Did you see the pictures of PLA soldiers incinerated to a crisp by some rioters? I did. Newspapers didn't publish them. Reuters was in possession of some of these pictures. Mothers of Tiananmen have every reason to grieve for loss of their children. But so do the mothers of soldiers lynched by the mob. Just a few days before, we all watched on TV soldiers and students fraternizing and exchanging pleasantries.
Had not the riot been contained that day, countless lives might be lost.
Mr. Lo looks at a common cause for humanity. You look for ideological reasons to stew hatred.
I know some want China to implode because it makes them feel good. Never mind a collapsing China under violent turmoil might cost a hundred million lives. Hateful people want so badly to be proven ideologically correct. How different are they from Hitler or Tojo?
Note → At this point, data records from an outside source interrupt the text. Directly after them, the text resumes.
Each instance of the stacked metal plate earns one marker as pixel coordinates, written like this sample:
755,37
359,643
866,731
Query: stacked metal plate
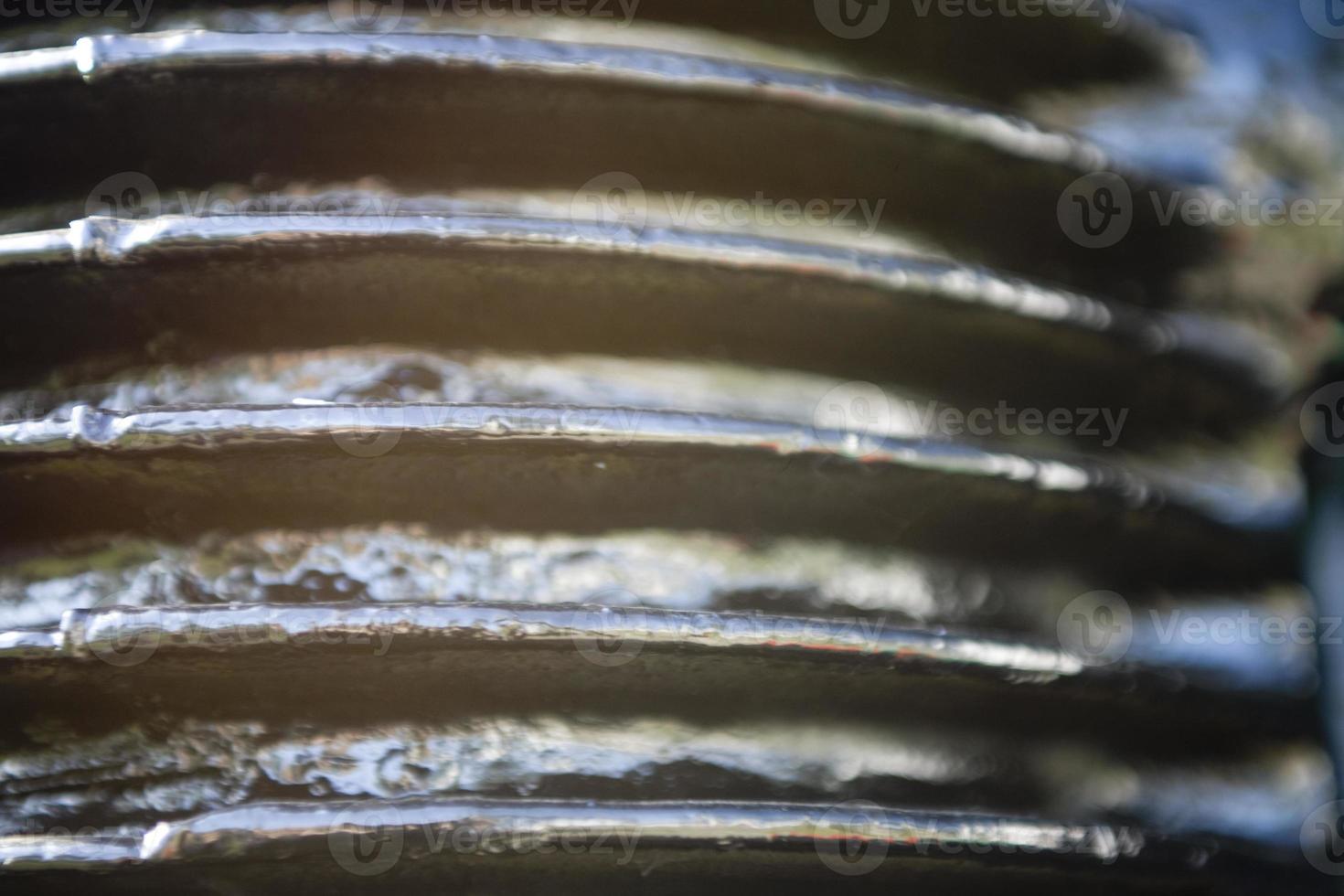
666,446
Are you on the side of these Hong Kongers, who want to keep this hatred alive?
Dai Muff
"Arouse ideological hatred by irrelevant comparisons." That is precisely what the commentary I am answering does. It's absurd and self-serving to describe the awareness of the parochialism of news as somehow "stewing hatred", particularly when YOUR only interest in it is a nice bit of West-bashing and defence of using the PLA against students. But you show your colours clearly enough.The fact is Chinese are mostly concerned with what happens to other Chinese. French are mostly concerned with what happens to other French. And so on. I do note that Chinese earthquakes get much greater coverage in the Chinese media than others in South East Asia. Why do you think Americans should be any different? It's looking like a fine example of "Do as I say, not as I do". It is not earth-shattering new knowledge that ALL human beings have "circles of concern", from the family, to the community, and so on, and so on.
Unlike you I don't think that China would "implode" if it lived up to its own rhetoric on democracy, serving the people, and fighting corruption. In fact, I believe a strong country is one that allows and reflects and acts on genuine internal criticisms. You see, unlike you, I TRUST the people.